"Her head is full of the novels she reads!"
"You can't keep me from thinking like a woman. Feeling like one. Is it shameful to want to love? Is it wrong to desire in the man you are to marry that fundamental passion that makes the world go around? I'm not supposed to know any thing about the thing I'm plunging into until after I've plunged! I'm afraid, papa. Save me!"
"Ben, I could swear who is at the bottom of this indecent talk of hers. I found his picture cut out of the school magazine and pasted in her diary. She's a changed child since that Lindsley came to the High School the year before she graduated."
"Mamma! Mamma!" fairly exploded to her feet by the potency of her sense of outrage. "Oh, you—you—"
"I know I'm right."
"Why, I haven't even seen him since I graduated! I've never talked ten words to the man in my life! Oh—oh—how can you?"
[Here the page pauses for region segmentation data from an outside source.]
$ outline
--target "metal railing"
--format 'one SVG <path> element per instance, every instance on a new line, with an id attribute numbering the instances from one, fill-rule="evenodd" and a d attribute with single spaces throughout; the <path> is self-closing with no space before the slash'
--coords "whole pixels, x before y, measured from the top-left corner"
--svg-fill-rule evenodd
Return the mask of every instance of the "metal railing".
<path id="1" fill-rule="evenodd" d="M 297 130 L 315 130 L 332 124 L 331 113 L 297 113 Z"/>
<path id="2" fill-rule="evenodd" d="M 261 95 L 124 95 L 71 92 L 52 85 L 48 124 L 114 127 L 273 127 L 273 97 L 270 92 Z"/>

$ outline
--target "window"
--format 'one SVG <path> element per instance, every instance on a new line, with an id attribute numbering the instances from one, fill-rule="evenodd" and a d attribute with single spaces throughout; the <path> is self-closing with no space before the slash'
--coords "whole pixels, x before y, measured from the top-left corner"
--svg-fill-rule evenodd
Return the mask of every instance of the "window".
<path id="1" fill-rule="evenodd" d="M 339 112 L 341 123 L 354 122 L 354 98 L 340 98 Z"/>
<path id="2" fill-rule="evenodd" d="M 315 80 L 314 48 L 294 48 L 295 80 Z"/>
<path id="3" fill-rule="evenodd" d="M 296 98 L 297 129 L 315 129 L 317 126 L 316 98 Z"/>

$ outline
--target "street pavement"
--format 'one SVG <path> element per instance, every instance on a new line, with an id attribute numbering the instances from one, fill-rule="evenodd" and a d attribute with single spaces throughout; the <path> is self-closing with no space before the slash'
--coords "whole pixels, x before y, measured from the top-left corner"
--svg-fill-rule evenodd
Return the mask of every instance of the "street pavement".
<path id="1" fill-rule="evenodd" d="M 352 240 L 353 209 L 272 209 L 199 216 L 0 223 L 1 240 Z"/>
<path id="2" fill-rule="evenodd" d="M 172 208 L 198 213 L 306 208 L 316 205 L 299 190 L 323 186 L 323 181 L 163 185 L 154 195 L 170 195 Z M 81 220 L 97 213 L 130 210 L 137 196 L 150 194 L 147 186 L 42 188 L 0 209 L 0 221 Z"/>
"Just the same, he's been your ruination. Since you got him into your head not one of the boys you met has been good enough. I knew you had him in mind the day you told me you wished Albert was a little more bookish and musical. I know why you wanted him to subscribe to the Symphony. The spats you made him buy. Poor boy! and his ankles aren't cut for them. Love! Your father and I weren't so much in love, let me tell you. Only I knew my parents wanted it and that was enough. I wish to God I'd never lived to see this day—"
"Carrie!"
"I do. Noon of my daughter's wedding day, and she can't make up her mind whether she'll be married or not. O God! it's funny—love, now at the last minute—oh—oh—" A geyser of hysteria shot up, raining down in a glassy kind of laugh. "Oh—oh, it's funny!—love—"
"Carrie, you're hysterical. Here, smell this ammonia."